You star in one of the most anticipated sequels ever, Top Gun: Maverick, which hits theaters on Nov. 19. What was it like to be part of a blockbuster film franchise?
High octane. I experienced things I never had before—motorcycles and sailboats. And I flew in a vintage World War II fighter plane with Tom Cruise that he piloted. Tom asked if I’d ever done any aerobatic flying. I said, “No…am I going to?” He said we’re just going to do some easy rolls and ignited the engine. Flames burst out, which evidently is normal, but I certainly wasn’t expecting that.
After the original Top Gun came out in 1986, the Navy claimed enlistment went up 500 percent. Did flying with Cruise peak an interest in naval aviation for you?
No. In fact, when I made this film, I had only recently talked myself out of a massive fear of flying. Full-on sweating, crying during turbulence—it was torture. I decided my fear was unsustainable because I have to travel for my job. I worked on getting over that stress just in time to make Top Gun: Maverick. My family thought the timing was pretty funny.
You’d never met Tom Cruise before on this film. What was it like working with an actor whose official bio describes him as “a global cultural icon”?
I’ve never come across anyone with that degree of enthusiasm for every single shot. Tom puts everything he has into everything that he does. For instance, we have a sequence on a boat. Tom looked at it and said, “This just isn’t cool enough.
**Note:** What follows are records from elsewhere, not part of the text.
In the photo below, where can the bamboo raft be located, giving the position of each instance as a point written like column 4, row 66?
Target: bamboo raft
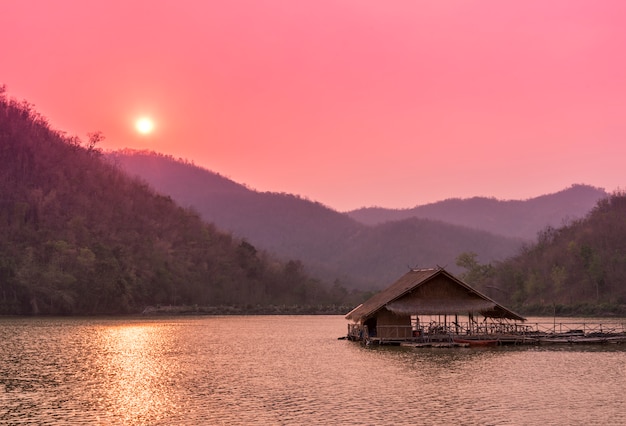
column 494, row 334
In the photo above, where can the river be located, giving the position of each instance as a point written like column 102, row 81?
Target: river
column 287, row 370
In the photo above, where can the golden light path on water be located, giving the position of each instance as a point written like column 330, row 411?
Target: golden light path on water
column 289, row 370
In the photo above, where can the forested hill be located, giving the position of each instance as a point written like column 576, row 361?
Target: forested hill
column 334, row 246
column 78, row 236
column 512, row 218
column 583, row 263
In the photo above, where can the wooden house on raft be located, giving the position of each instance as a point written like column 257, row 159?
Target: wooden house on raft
column 427, row 305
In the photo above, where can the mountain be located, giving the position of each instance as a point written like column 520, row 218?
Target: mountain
column 512, row 218
column 334, row 246
column 79, row 236
column 582, row 263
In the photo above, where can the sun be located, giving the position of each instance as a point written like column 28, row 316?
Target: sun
column 144, row 125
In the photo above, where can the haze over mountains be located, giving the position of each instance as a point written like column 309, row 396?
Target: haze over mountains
column 512, row 218
column 366, row 248
column 79, row 236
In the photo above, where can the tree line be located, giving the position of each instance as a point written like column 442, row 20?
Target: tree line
column 579, row 268
column 79, row 236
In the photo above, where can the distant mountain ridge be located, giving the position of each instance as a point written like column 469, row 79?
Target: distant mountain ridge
column 511, row 218
column 333, row 245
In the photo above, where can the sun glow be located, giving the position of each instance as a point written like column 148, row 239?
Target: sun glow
column 144, row 125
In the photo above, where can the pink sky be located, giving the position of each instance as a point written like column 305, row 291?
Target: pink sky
column 349, row 103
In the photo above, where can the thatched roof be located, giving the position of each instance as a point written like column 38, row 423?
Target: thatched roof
column 431, row 292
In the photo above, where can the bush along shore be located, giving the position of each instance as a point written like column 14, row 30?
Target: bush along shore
column 574, row 310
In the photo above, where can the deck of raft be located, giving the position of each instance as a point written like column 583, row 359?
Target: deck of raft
column 537, row 334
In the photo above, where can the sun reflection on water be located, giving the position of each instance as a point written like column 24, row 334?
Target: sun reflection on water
column 136, row 373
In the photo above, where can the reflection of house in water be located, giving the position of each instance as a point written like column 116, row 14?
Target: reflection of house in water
column 427, row 305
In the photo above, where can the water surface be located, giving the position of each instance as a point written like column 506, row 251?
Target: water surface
column 289, row 370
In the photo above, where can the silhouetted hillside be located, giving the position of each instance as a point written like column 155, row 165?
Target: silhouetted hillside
column 77, row 235
column 334, row 246
column 512, row 218
column 581, row 263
How can we make it more exciting for audiences?” We did the shot again with a faster boat in stronger wind. Now you see it and—it’s intense. We’re soaring across the sea.
Seems like you went to your personal “danger zone.”
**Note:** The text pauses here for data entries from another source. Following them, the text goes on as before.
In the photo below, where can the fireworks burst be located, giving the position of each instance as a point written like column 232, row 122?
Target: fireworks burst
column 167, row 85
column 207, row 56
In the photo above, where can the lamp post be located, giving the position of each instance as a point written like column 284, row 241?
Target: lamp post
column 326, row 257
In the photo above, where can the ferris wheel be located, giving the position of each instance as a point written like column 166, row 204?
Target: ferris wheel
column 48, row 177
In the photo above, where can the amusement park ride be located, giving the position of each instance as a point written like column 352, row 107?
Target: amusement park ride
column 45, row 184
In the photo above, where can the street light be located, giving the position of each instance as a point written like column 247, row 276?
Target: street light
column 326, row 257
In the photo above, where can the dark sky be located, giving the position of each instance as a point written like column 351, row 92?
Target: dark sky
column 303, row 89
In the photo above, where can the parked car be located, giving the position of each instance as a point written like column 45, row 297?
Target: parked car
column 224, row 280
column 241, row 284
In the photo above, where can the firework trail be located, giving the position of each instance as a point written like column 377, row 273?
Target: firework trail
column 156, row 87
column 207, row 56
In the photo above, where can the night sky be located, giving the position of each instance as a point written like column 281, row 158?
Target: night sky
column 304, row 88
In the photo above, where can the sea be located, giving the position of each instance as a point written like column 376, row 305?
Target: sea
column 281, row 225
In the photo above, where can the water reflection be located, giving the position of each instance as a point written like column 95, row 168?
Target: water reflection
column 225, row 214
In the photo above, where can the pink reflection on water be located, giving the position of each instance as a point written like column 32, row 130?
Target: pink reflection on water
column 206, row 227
So many things about Top Gun feel so emblematic of a time, and the song “Danger Zone” is one of them. I would say I stood on the edge of the danger zone. I walked the perimeter.
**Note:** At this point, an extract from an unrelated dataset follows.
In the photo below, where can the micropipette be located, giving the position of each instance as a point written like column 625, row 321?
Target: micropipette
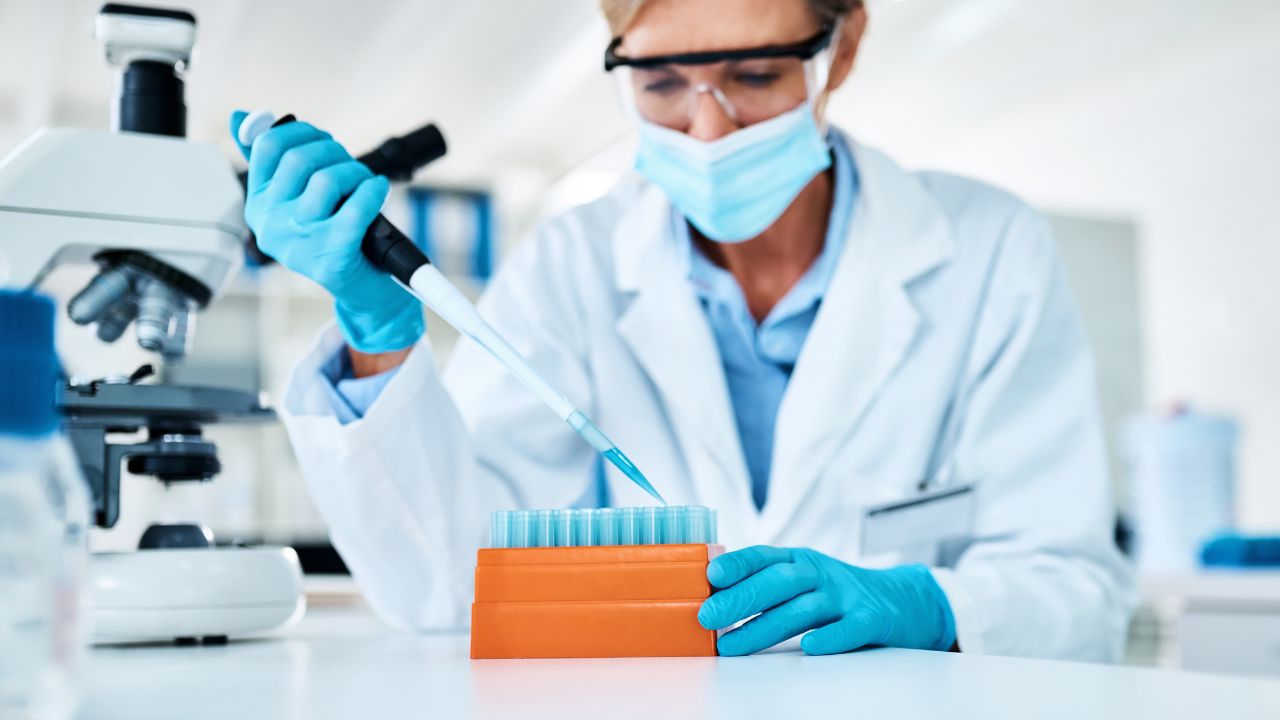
column 391, row 250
Tell us about your character, Penny Benjamin, who wasn’t in the original film. Did you get a nickname like Ice Man or Goose?
Penny’s an independent, optimistic, glass-half-full kind of woman. She’s someone who’s known Maverick for a while. They have a history together. But no nickname. Only pilots get nicknames, and she works in a bar.
“I STOOD ON THE EDGE OF THE DANGER ZONE. I WALKED THE PERIMETER.”
We’ve been trapped inside for a year. Here’s to hoping we can see Top Gun: Maverick in an actual movie theater.
I had the good fortune of seeing a screening in a theater with my family. No one else was there, so I missed that crowd experience. But there was a huge IMAX screen, not just our television. My 9-year-old daughter, Agnes, was bouncing in her seat the entire time. We were all saying afterward, “Wow, we missed the theater experience so much.”
Go-to concession stand purchase?
Honestly, I’m not a huge movie snacker. I don’t know how to make this a more interesting answer. I’m a compulsive confessor. And I’m bad at bullshitting. So, no…I’m not a big popcorn eater.
You and your husband, Paul Bettany, who stars in WandaVision, seem to be hitting the 2021 zeitgeist sweet spot.
We feel privileged to do the jobs we do and loved the time spent working on those projects. If audiences enjoy them, that’s gilding the lily.